Although no peacekeeping mission can control all of the side-effects of its presence, it
must undertake due diligence in managing its own impact. Where problems do arise,
they should be addressed swiftly and honestly. At the same time, rumors and vexatious
or erroneous accusations against the mission must be countered with vigor to maintain
the good reputation of the international presence.
In the end, with a relatively small investment in terms of personnel and funding, by
adopting and including the proven Human Terrain System construct, the UN could take
a major step toward enhancing its ability to conduct peacekeeping operations in a
manner that will gain and maintain broad public support, a core requirement for mission
success.
53
Chapter Five – Conclusions
The history of UN peacekeeping has proven that the cooperation of the local population
is essential, but at the same time, one of the most difficult aspects of achieving stability
and finding peaceable solutions to conflicts. As stated in the 2008 published UN
Capstone Peacekeeping Operations Doctrine “Successful recovery from conflict
requires the engagement of a broad range of actors – including the national authorities
and the local population – in a long-term peacebuilding effort.”79
Thus, an attempt to succeed without looking into “Civilian Considerations” and engaging
the public in this effort will very often result in failure.

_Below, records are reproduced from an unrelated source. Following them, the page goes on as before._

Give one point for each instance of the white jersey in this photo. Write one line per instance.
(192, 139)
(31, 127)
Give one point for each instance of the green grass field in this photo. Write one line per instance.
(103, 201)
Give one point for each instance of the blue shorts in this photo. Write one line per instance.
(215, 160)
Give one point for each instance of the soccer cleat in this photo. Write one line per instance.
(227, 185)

Due to the multifaceted nature of modern peacekeeping missions which brings
peacekeepers in close contact with local populations many challenges stemming from
cultural misunderstandings have been documented. The environment in which the
peacekeeper will conduct operations is complex. Today’s missions are composed of
multi-cultural components and elements and take place in diverse national cultural
contexts. In particular, of key importance is the local environment into which the
peacekeepers are deployed, with its specific habits and cultures.
Therefore, it is of great importance that peacekeepers understand the local population’s
needs as well as their culture and history. Consequently, it is necessary to undertake a
systematic approach to cultural awareness in peacekeeping missions in order to
achieve better operational efficiency and effectiveness.

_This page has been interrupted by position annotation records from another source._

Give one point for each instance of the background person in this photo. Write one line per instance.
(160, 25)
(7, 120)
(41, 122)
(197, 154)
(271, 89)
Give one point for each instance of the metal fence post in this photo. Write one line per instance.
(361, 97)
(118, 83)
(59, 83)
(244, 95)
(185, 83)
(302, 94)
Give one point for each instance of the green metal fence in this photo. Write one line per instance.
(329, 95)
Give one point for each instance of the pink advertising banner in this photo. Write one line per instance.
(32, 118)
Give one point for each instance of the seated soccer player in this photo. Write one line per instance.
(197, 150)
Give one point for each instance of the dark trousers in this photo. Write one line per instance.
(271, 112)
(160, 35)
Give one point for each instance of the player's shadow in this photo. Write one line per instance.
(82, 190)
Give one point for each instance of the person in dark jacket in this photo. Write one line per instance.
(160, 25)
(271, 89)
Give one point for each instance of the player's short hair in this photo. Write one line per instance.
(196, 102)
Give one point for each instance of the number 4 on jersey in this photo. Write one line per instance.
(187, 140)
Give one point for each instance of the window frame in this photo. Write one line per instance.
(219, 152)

The nature and purpose of current peacekeeping missions suggest that better
operational efficiency and effectiveness could be best achieved through the
establishment of specialized teams, composed of civilian experts attached to deployed
peacekeeping forces - “Human Terrain Teams”.

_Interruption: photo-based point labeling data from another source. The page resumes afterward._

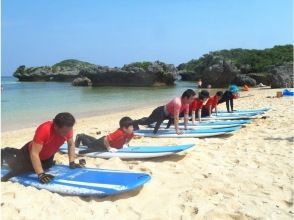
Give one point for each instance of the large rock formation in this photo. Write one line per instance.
(85, 74)
(64, 71)
(282, 76)
(218, 68)
(211, 70)
(220, 74)
(242, 79)
(82, 81)
(134, 74)
(264, 78)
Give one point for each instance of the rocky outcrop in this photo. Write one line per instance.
(64, 71)
(264, 78)
(134, 74)
(220, 74)
(82, 81)
(86, 74)
(212, 71)
(242, 79)
(282, 76)
(189, 76)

79 United Nations Peacekeeping Operations Principles and Guidelines, United Nations Department of Peacekeeping Operations, Department of Field Support, New York 2008, page 54
54
The U.S. military concept of establishing a human terrain system and fielding human
terrain teams with operational units presented and discussed above could be applied
very effectively to UN Peacekeeping Missions. The application of most lessons learned
from successful counterinsurgency campaigns can be very useful to the conduct of
successful peacekeeping missions as well. Even though these are doctrinally two
different types of campaigns, the common and decisive aspects of both campaigns are
“wining hearts and minds” of populations and receiving the public’s trust and support. It
is the perception of the population in an area of operations that is the “Center of Gravity”
for both a counterinsurgency campaign and peacekeeping mission. A lack of attention
and effort to getting the support of an indigenous population can further complicate
operations and even result in mission failure.
Recognizing that establishing and maintaining a positive relationship with the local
population is a prerequisite to mission success, peacekeepers should be required to
have a sound understanding of, and respect for, cultural differences and an appreciation
of the different norms and traditions of the host state. It is critically important that
peacekeepers demonstrate extraordinary carefulness, self-control, and understanding
towards other cultures, so that their behavior does not have a chance of reflecting a
poor image of the UN mission and endanger success of the mission.